Despite registering strong profits across board for the first three quarters of 2020, listed banks on the Ghana Stock Exchange continue to see a drop in their valuation.
The Ghana Stock Exchange Composite Index (GSE-CI), which is primarily driven by financial and consumer stocks, has experienced losses for the past three years, with the current year to date loss for the entire index being about 18.6 percent, while the year to date loss for listed financial sector stocks is about 18.2 percent.
The trend has forced some investors to choose bonds over stocks.
According to recently released unaudited results for many banks on the local bourse covering January to September 2020, they recorded an average increase in profit for the period under review of about 13 percent.
On the Ghana Stock Exchange however, institutions like GCB Bank, CAL Bank, Ecobank Ghana, SGSSB, and Access Bank, all saw their valuation for the same period under review, drop by an average of about 17 percent.
But according to the Deputy Managing Director of the Ghana Stock Exchange, Abena Amoah, investors are starting to take note of the impressive performance of the listed companies especially the financial sector stocks, and are returning to the equities market.

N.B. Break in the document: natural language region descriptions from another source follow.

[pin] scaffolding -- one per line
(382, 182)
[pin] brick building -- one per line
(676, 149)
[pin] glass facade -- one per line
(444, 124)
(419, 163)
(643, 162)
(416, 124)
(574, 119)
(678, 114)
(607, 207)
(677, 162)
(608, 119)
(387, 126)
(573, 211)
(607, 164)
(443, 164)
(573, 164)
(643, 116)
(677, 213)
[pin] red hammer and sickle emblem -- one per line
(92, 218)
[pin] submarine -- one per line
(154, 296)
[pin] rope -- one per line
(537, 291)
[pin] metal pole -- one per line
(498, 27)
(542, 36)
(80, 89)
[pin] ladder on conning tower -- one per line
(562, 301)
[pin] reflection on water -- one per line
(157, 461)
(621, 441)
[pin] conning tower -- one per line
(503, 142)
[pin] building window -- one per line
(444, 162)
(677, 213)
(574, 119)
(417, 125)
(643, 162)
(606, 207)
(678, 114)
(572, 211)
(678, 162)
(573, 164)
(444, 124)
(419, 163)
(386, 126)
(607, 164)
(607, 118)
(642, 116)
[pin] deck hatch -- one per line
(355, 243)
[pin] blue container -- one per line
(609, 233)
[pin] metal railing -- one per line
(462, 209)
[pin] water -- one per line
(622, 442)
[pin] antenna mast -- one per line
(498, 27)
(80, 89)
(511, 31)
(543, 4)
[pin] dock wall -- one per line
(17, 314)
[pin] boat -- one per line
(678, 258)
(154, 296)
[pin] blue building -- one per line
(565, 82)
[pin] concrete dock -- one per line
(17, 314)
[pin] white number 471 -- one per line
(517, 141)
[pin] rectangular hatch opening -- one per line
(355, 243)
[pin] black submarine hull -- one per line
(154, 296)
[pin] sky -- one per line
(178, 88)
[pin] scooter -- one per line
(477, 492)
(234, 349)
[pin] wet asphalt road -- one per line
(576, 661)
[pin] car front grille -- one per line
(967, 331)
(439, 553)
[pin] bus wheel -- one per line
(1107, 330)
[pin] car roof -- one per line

“We’ve started seeing demand pressure building up, and also the share prices of many of the companies have stabilized compared to the downward trend earlier in the year when the bargain hunters set in. So for the market, we are very confident going forward that we have bottomed out on the equities side.”
“Also the companies we realized were showing much better profits than we had anticipated, were especially in the banking, insurance, and telecommunications sector. So that has made them begin to look attractive again to investors and we see investors coming back unto the equities market,” she added.
Industry watchers blame COVID-19 for continuous uncertainty
For many industry watchers however, the pricing and valuation of the listed stocks does not reflect the strong fundamentals of the companies.
A key reason for the disparity is the uncertainty generated by the COVID-19 pandemic, forcing investors to turn to the fixed income market.